This is one of the only glaciers in the world that is still growing, and it seems super active (though my glacier knowledge is limited). One little chunk breaking free would cause a deep hollow crack, then a silent free fall and a thunderous splash in the water. We tried to breathe in the cool, sterile air, wondering what good things it was doing to our bodies, before hopping back into the sun-heated, soft-seated taxi, aka ideal nap zone for Reece.

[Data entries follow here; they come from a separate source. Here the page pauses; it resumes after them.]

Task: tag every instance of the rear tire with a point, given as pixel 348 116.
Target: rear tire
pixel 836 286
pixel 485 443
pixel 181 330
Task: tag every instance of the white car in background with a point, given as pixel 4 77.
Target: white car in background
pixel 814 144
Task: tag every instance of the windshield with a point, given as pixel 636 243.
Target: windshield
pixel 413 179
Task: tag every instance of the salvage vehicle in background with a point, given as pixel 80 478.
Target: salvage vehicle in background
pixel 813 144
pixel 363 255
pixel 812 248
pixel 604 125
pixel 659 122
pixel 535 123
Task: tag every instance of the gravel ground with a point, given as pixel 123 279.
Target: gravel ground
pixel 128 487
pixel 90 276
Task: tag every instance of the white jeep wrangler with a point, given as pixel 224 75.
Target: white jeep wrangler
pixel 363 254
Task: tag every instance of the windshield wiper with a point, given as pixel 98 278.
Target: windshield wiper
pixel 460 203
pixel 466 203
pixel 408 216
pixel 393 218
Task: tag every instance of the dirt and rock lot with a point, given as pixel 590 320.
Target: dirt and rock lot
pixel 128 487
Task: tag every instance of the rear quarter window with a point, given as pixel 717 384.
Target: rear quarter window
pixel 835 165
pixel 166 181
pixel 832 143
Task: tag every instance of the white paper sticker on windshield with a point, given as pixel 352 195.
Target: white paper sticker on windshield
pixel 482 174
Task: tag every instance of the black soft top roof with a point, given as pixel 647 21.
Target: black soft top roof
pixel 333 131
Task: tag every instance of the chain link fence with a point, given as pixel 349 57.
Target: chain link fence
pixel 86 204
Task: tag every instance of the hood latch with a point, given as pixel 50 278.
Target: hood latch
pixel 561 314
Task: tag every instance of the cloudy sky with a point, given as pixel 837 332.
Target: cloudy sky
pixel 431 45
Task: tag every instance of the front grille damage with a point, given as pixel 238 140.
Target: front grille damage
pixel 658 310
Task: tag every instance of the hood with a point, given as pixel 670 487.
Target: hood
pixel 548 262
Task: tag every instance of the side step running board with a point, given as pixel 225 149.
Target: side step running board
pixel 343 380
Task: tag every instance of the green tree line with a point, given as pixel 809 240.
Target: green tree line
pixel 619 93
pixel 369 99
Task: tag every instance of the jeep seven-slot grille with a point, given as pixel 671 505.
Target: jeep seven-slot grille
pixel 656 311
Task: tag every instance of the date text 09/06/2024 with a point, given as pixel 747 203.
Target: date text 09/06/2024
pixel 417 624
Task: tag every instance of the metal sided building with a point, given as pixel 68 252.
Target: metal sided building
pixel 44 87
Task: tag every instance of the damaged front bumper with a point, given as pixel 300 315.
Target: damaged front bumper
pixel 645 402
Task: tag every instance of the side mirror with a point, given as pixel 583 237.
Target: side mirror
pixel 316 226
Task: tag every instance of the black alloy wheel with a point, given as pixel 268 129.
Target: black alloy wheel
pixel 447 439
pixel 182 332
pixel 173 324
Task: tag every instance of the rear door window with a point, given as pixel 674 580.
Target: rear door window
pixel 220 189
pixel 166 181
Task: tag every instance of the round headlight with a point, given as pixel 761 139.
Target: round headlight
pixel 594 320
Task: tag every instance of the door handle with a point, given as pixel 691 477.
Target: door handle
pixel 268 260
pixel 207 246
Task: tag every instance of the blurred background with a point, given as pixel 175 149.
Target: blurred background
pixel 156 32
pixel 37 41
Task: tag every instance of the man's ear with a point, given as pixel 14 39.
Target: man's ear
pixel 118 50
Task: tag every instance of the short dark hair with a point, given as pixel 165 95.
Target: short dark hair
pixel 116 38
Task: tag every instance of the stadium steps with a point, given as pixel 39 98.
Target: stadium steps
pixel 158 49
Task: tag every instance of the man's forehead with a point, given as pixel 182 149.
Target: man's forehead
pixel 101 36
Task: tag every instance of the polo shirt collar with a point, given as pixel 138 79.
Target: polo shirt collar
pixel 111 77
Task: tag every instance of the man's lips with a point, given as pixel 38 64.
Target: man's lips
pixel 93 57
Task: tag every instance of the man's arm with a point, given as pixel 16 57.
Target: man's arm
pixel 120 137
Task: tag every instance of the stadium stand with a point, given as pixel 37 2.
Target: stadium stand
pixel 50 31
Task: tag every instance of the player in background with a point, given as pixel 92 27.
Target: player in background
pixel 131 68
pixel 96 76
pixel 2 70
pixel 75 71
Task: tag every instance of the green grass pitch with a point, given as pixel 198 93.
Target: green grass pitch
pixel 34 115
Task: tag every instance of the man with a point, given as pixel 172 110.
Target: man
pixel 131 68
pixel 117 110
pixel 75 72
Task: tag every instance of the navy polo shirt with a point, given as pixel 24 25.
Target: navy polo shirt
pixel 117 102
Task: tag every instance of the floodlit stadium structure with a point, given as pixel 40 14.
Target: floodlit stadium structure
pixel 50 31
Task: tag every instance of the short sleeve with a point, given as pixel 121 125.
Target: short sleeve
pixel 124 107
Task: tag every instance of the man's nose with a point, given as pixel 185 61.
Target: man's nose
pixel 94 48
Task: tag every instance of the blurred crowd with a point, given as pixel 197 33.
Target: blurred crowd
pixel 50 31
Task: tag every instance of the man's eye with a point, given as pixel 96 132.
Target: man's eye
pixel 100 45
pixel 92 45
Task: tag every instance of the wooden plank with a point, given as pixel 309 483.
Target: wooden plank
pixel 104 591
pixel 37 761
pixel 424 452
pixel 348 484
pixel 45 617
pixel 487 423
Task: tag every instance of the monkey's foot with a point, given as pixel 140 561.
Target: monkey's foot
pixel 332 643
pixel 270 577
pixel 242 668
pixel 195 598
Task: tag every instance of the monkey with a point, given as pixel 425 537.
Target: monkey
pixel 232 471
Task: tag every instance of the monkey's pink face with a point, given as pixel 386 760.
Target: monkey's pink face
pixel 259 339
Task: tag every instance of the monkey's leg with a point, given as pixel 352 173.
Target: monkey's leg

If you find yourself with two extra hours in town it’s worth a walk through the bird sanctuary, whether you’re a bird enthusiast (like Reece) or not (like me). We arrived around 8pm, so we caught the park in the calm of the day, no other tourists, still waterways, lots of birds pairing off in the warm spring air. It took us about an hour to wander our way through. Not sure what road, but on a corner about 5 minutes from the nature reserve on the way to town, there was a panaderia, worth stopping in for a quick empanada.

At a glance…

  • Do visit the glacier, but keep your stay in El Calafate to a minimum. If you have the time and money then go for the glacier walk!
  • Eat/drink In town, we ordered things verrry sloowly at two restaurants to take advantage of their wifi. Libro Bar on the main strip, had good wifi, cozy vibe if you are into feeling like a hobbit, mediocre food – grab a beer instead. A sunnier little cafe – El Bar – just off the main street has warm waffle sandwiches, empanadas, soup and maté, and the staff was super welcoming. (slightly embarrassed to say) We’ve eaten over 50 empanadas in South America and their’s, served up on a worn wooden plate, is our favorite so far.
  • Don’t stay more than two nights
  • Tips The bus station is right up a staircase from the center market in town and there are buses daily to get to El Chalten, two hours north.